その問いに、私(長慶)は、すぐには答えられなかった。

『滅びてはいない』それだけなら簡単だ。けれど、それをどう伝える?

戦乱の只中で、荒れ果てた都を見つめ、国の形を繋ぎ止めようとしているこの帝に。

『令和のおばちゃん』は、知っている。この先の日本を。数え切れない戦。飢饉。地震。火山。疫病。空襲。原爆。そして焼け野原から、それでも立ち上がった人々を。
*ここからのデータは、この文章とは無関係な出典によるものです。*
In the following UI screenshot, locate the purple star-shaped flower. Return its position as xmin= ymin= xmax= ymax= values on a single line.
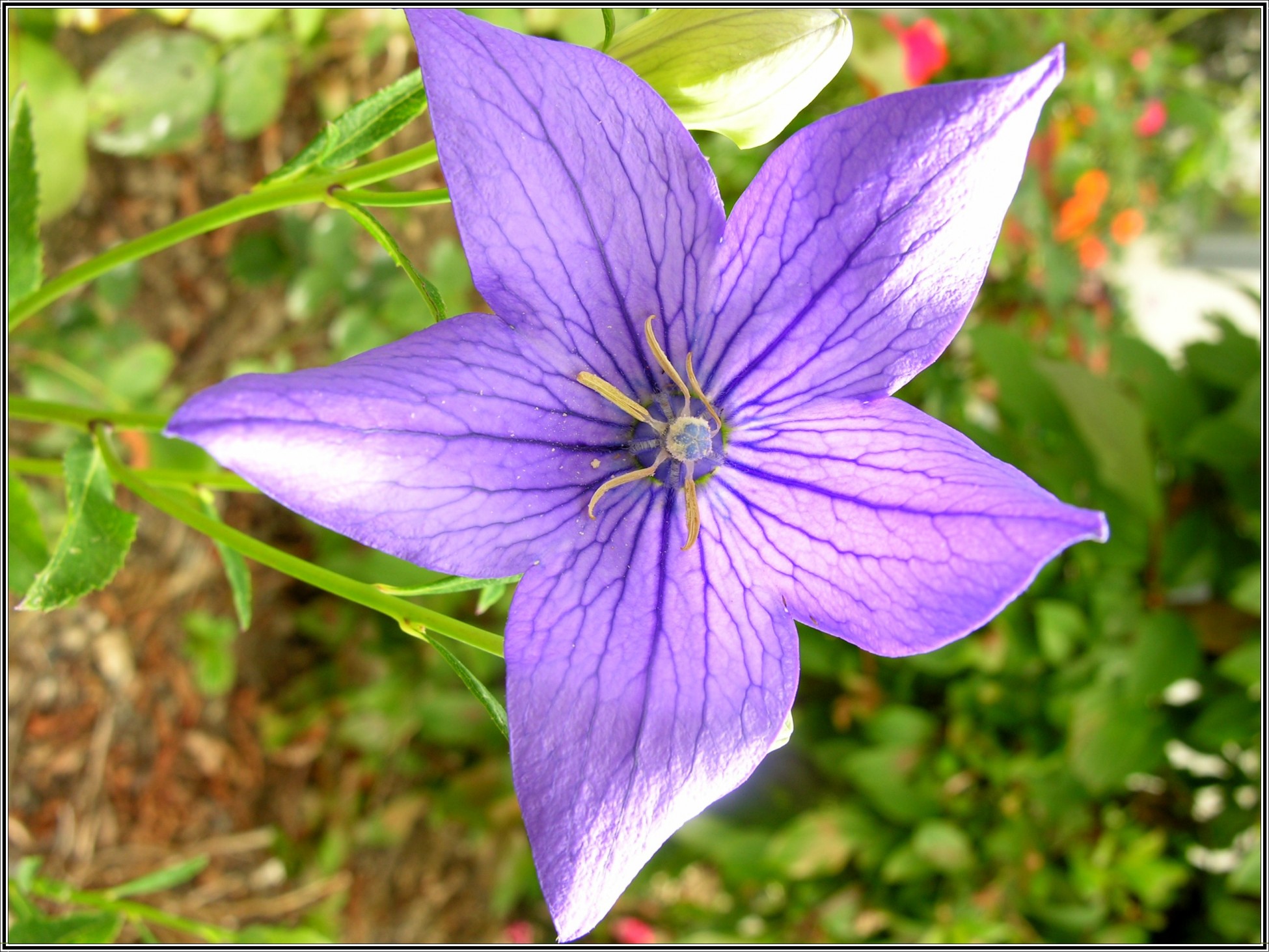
xmin=169 ymin=10 xmax=1106 ymax=940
『長慶おじさん』もまた知っている。今この時代、一つ間違えれば、人が人を喰らう地獄になることを。

沈黙。

主上は急かさなかった。ただ静かに待っておられる。

私(長慶)はゆっくり息を吸った。

「…… 滅びては、おりません」

その瞬間。

主上の目がわずかに閉じられた。

安堵。ほんの一瞬だけ、その表情に浮かんだ。

「そうか」

たった三文字。なのに… その声には言葉にできないほどの重みがあった。

『はるちゃん』が主上を見つめている。

きっと初めて見たのだろう。

“帝”ではない、一人の父の顔を。主上は閉じていた目を開ける。

「では…… 日の本は続いたのだな」

「はい」

「皇家も?」

そこは、少し迷った。だが、嘘はつきたくなかった。

「……続いております」

次の瞬間、主上は、小さく笑われた。本当に小さく。

けれど、心の底から安堵したような笑みだった。

「そうか……」

そのまま視線を落とされる。

「よかった」

ぽつりと漏れたその一言に、胸が締めつけられた。

ああ。この主上はずっと怖かったんだ。自分の代で、全てが終わるのではないかと。

戦乱。困窮。荒廃した都。帝という立場でありながら、何一つ思うようにならない現実。

その中で、ただ“国を残したい”と願い続けていたんだろう。

主上は静かに言われた。

「余はな、稀仁」

「はい」

「正直に言えば……己が無力であることを知っておる」

主上の言葉に目を見開く『はるちゃん』。

「おもう様……」

「良いのだ」

主上は娘に微笑まれた。

「武もない。銭もない。兵もない」

自嘲気味に笑われる。

「あるのは“帝”という名ばかりよ」

違う。

思わずそう言いそうになった。

この主上は、確かに力を持っている。

だからこそ、歴史は令和まで続いたのだ。